Meskipun masa jabatannya sebagai Menteri Riset, Teknologi dan Pendidikan Tinggi (Menristekdikti) tersisa tinggal dua setengah bulan (berakhir pada 20 Oktober 2019), Mohamad Nasir sepertinya ingin meninggalkan sebuah "jejak bersejarah" di bidang pendidikan.
Nasir mau membuktikan kepada publik bahwa selama menjabat, dirinya berjasa melahirkan terobosan baru dalam meningkatkan kualitas perguruan tinggi. Di detik-detik terakhir, dia kembali mewacanakan perekrutan orang asing menjadi rektor di perguruan tinggi negeri (PTN) Indonesia.
Apakah betul Nasir berkehendak demikian atau hanya mencoba "pamer muka" di depan Presiden Joko Widodo (Jokowi) supaya dipilih lagi sebagai Menristekdikti di periode pemerintahan mendatang?
Terkait hal itu, biarlah Nasir yang menjawabnya. Mudah-mudahan niatnya memang murni demi perbaikan kualitas pendidikan kita, tanpa ada "udang di balik batu". Kita berpikir positif saja.

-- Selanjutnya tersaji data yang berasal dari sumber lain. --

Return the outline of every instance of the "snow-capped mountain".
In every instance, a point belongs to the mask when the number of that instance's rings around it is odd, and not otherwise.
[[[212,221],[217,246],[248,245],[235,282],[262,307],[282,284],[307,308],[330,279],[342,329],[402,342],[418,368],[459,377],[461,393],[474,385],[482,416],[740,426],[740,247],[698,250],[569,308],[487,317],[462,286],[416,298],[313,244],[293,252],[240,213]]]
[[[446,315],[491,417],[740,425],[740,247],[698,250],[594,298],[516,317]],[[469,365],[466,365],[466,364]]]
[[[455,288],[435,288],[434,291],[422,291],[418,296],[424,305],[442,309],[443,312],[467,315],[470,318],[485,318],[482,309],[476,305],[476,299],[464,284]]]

Namun pertanyaannya adalah, bukankah wacana di atas pernah dihembuskan pada 2016 silam? Mengapa tidak terealisasi sepanjang tiga tahun terakhir? Bukankah dengan waktu yang cukup lama itu seharusnya minimal satu PTN yang berhasil dipimpin rektor impor?
Ke mana saja Nasir dan jajarannya, mengapa wacana tersebut sempat menghilang ditelan bumi? Kok tiba-tiba di tahun ini sudah mengambil keputusan bahwa pada 2020 segera direalisasikan?
Apakah masih Nasir yang jadi Menristekdikti lima tahun ke depan? Jika tidak, apakah penerusnya bakal melanjutkan program prestisius itu atau jangan-jangan tetap melestarikan budaya lama yaitu "beda menteri, beda kebijakan"?
Saya kok merasa pesimis ya? Saya sendiri sudah menuliskan tanggapan saya tentang wacana yang menuai polemik ini. Sila baca artikel saya yang berjudul "Wacana Impor Rektor dan Kisah Gloria Hamel-Arcandra Tahar".
Saya sendiri berharap Nasir terpilih lagi jadi Menristekdikti supaya wacana impor rektor tidak "mangkrak" lagi. Dan kalau pun akhirnya orang lain yang meneruskan, saya juga berharap wacana yang sama tetap diperjuangkan.
Sekali lagi, kita tetap menjaga optimisme bahwa bakal ada PTN Indonesia yang masuk posisi terbaik dunia, entah ke 200, 150 atau 100.Â
Kita tentu bangga bila di kemudian hari PTN kita bisa menyamai Nanyang Technological University (NTU), University of Cambridge atau sekelas kampus "Ivy League" (Harvard University-Massachusetts, Yale University-Connecticut, Princeton University-New Jersey, Columbia University-New York, Brown University-Rhode Island, Dartmouth College-New Hampshire, University of Pennsylvania-Pennsylviania, Cornell University-New York).